J'ai adoré la saga Blackwater du même auteur et j'étais très curieuse de le découvrir dans un autre genre, tout en craignant d'être déçue.

Ça n'a pas été le cas, loin de là !

Les aiguilles d'or est un roman difficile à décrire et à classer, tant il contient de choses. Imaginez l'époque du film Gangs of New York, mêlée à l'ambiance de Il était une fois en Amérique. Ajoutez le burlesque de Chaplin et vous commencerez à avoir une idée de ce qui vous attend.

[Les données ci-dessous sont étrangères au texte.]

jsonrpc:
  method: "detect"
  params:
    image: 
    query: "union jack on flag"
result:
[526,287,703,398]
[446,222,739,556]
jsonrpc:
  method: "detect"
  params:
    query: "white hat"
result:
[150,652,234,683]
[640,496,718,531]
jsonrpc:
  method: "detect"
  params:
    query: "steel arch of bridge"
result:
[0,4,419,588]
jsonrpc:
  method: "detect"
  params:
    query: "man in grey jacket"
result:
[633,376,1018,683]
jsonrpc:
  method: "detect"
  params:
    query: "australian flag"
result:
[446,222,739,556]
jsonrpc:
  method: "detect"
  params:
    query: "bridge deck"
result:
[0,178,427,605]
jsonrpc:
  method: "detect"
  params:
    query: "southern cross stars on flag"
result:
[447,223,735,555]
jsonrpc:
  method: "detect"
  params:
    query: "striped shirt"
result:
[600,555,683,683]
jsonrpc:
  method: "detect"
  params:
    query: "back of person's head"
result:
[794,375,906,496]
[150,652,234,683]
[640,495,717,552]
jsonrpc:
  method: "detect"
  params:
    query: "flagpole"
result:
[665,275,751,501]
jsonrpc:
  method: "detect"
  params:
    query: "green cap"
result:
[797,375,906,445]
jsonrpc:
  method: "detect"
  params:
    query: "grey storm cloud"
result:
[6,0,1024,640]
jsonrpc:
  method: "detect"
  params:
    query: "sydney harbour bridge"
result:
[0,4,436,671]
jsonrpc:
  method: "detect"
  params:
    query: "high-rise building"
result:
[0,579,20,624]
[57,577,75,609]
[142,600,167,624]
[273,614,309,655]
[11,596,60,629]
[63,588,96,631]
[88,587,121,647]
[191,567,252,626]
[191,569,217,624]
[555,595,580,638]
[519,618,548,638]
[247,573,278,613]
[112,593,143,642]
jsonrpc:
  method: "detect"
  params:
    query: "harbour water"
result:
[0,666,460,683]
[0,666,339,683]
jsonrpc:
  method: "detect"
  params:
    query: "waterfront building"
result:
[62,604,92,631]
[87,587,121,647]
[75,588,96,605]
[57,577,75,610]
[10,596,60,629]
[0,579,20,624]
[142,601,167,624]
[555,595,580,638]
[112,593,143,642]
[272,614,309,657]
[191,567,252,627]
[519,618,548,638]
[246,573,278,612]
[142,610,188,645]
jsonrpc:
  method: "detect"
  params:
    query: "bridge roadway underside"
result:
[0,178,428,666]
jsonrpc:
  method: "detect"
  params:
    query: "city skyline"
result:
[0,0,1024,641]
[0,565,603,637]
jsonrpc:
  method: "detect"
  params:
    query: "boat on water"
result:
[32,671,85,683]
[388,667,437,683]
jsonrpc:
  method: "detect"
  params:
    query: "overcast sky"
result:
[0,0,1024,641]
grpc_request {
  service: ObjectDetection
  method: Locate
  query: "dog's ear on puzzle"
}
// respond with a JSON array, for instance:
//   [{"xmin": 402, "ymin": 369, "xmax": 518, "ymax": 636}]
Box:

Michael McDowell brosse un tableau sombre et dur du New York de la fin du XIXe siècle. Une ville cosmopolite, âpre, où le raffinement le plus financièrement imaginable côtoie le sordide, où l'hypocrisie règne en maîtresse incontestée d'une société injuste et discriminante. Les putains tapageuses fréquentent les bourgeois, n'ayant d'autres moyens de subsistance que de vendre leur corps pour quelques pièces. À chaque coin de rue, la misère et les estomacs vides poussent à ce que les bien-pensants qualifient de vice naturel : arnaques, vols, drogues, alcoolisme... La débrouille des indigents.

Par petites touches, l'auteur nous amène à prendre conscience de la force inouïe du patriarcat et de l'iniquité des systèmes mis en place, notamment pour les femmes. Comme dans Blackwater, ce sont les femmes qui l'intéressent. Leurs vies, leurs réactions, les mécanismes de survie qu'elles ont mis en place.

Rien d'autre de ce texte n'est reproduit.